Retinol binding protein 4 (Rbp4) mRNA translation in hepatocytes is enhanced by activation of mTORC1.

Increased expression of the peptide hormone retinol-binding protein 4 (RBP4) has been implicated in the development of insulin resistance, type 2 diabetes, and visual dysfunction. Prior investigations of the mechanisms that influence RBP4 synthesis have focused solely on changes in mRNA abundance. Yet, the production of many secreted proteins is controlled at the level of mRNA translation, as it allows for a rapid and reversible change in expression. Herein, we evaluated Rbp4 mRNA translation using sucrose density gradient centrifugation. In the liver of fasted rodents, Rbp4 mRNA translation was low. In response to re-feeding, Rbp4 mRNA translation was enhanced and RBP4 levels in serum were increased. In H4IIE cells, refreshing culture medium promoted Rbp4 mRNA translation and expression of the protein. Rbp4 mRNA abundance was not increased by either experimental manipulation. Enhanced Rbp4 mRNA translation was associated with activation of the kinase mTORC1 and enhanced phosphorylation of the translational repressor 4E-BP1. In H4IIE cells, expression of a 4E-BP1 variant that is unable to be phosphorylated by mTORC1 or suppression of mTORC1 with rapamycin attenuated activity of a luciferase reporter encoding the Rbp4 mRNA 5'-untranslated region (UTR).

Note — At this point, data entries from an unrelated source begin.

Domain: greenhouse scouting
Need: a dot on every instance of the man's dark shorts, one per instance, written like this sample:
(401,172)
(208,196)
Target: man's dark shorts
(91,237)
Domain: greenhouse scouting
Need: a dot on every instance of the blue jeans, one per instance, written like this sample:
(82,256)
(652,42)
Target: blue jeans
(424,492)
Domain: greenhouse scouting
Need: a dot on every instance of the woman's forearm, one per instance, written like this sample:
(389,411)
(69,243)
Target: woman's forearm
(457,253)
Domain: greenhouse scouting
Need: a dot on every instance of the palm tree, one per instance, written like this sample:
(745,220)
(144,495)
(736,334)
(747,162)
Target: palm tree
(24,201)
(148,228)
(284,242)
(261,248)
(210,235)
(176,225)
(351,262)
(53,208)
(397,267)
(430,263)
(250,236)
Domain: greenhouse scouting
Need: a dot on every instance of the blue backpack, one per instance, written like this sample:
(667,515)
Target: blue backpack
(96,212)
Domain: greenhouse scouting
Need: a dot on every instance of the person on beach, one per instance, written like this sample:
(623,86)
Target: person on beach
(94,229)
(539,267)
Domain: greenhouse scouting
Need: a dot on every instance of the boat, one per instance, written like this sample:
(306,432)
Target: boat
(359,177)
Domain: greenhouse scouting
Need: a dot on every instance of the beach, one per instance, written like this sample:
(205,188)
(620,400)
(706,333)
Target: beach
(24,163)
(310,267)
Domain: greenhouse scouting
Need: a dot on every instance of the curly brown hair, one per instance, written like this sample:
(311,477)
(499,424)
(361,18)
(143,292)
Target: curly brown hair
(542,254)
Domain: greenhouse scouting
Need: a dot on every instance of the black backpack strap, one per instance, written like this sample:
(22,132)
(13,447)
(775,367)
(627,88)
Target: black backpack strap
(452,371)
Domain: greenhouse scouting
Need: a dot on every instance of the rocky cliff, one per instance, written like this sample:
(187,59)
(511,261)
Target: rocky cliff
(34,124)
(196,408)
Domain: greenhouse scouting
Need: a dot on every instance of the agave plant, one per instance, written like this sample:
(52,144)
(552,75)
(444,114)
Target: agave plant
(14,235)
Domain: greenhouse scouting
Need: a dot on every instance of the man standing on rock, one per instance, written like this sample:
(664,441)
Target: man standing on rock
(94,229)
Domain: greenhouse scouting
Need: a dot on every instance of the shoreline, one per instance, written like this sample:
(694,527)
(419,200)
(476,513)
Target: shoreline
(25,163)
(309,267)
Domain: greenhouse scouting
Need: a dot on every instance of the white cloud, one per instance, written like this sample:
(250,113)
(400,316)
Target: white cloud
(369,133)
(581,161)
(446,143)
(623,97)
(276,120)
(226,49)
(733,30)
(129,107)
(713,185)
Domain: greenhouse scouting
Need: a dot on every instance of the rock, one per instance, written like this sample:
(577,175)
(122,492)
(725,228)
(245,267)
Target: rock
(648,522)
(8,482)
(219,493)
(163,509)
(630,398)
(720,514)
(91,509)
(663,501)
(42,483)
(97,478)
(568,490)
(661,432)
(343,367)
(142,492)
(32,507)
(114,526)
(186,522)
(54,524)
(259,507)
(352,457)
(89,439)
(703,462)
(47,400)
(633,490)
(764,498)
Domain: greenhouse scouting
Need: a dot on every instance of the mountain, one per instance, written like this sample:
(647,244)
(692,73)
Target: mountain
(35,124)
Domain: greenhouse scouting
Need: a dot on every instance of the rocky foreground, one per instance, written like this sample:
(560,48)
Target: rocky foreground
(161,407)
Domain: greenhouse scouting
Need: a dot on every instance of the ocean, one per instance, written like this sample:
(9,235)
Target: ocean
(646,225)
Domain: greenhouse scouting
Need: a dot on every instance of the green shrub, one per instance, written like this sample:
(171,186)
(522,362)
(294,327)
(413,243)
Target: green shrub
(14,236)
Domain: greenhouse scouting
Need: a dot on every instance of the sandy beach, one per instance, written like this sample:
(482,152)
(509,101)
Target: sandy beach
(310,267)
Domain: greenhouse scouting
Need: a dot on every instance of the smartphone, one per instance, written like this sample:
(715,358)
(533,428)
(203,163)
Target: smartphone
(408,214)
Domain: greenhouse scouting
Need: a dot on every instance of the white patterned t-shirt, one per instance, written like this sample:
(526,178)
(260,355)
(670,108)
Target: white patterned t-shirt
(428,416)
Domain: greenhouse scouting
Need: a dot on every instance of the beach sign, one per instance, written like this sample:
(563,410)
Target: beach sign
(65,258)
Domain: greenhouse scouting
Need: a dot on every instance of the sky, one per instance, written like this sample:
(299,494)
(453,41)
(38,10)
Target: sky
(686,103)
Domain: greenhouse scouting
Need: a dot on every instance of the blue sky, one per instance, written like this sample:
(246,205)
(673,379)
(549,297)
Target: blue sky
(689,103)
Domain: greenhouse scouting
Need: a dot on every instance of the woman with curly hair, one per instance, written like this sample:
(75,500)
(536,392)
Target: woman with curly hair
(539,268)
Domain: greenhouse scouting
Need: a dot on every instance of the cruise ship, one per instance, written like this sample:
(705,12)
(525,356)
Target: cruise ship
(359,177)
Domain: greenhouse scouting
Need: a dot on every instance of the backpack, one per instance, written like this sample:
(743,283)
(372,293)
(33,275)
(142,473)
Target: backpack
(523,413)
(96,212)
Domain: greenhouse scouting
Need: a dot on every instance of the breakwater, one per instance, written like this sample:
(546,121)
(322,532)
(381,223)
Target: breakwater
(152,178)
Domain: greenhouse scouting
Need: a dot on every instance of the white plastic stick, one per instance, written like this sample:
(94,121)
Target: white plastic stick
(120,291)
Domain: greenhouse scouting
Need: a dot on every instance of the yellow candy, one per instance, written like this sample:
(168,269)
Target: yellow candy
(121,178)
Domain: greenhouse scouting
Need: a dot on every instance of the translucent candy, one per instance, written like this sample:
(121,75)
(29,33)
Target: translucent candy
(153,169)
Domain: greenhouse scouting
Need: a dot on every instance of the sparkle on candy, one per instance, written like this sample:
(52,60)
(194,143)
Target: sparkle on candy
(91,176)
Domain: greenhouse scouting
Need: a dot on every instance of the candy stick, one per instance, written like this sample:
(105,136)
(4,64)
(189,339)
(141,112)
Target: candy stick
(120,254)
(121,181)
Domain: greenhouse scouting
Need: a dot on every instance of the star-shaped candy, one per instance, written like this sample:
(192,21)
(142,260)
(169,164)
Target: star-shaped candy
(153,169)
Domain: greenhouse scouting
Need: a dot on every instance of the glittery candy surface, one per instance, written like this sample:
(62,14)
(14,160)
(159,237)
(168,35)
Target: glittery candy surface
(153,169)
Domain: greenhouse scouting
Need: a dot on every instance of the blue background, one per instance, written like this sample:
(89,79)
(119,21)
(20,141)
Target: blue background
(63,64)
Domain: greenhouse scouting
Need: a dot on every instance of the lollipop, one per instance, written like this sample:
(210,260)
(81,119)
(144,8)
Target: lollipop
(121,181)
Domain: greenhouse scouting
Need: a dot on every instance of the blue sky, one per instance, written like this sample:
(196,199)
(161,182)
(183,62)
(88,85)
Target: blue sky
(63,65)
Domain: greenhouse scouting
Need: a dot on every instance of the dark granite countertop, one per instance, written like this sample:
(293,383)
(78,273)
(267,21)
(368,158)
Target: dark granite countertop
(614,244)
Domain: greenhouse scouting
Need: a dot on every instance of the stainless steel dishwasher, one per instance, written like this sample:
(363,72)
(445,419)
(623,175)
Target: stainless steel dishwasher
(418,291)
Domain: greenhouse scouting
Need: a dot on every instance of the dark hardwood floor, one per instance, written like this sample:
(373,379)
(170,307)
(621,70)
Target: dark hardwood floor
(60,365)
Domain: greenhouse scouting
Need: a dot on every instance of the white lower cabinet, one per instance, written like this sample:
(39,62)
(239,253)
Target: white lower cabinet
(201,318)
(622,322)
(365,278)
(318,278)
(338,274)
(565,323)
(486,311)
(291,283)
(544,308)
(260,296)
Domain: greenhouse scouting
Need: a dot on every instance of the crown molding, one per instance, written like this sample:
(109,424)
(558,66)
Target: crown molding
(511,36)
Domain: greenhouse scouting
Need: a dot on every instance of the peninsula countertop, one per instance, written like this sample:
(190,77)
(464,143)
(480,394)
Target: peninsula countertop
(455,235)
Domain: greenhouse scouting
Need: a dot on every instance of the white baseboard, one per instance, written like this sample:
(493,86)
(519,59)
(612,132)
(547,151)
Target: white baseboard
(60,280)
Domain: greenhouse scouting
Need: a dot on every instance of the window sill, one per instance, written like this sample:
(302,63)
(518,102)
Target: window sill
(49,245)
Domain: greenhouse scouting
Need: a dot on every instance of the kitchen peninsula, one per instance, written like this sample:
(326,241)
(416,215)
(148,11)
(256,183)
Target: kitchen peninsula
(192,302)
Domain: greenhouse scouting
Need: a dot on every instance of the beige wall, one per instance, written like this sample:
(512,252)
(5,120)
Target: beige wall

Purine substitutions to disrupt a terminal oligopyrimidine (TOP)-like sequence in the Rbp4 5'-UTRprevented the suppressive effect of rapamycin on reporter activity. Rapamycin also prevented upregulation of Rbp4 mRNA translation in the liver, and reduced serum levels of RBP4 in response to feeding. Overall, the findings support a model in which nutrient-induced activation of mTORC1 up regulates Rbp4 mRNA translation to promote RBP4 synthesis.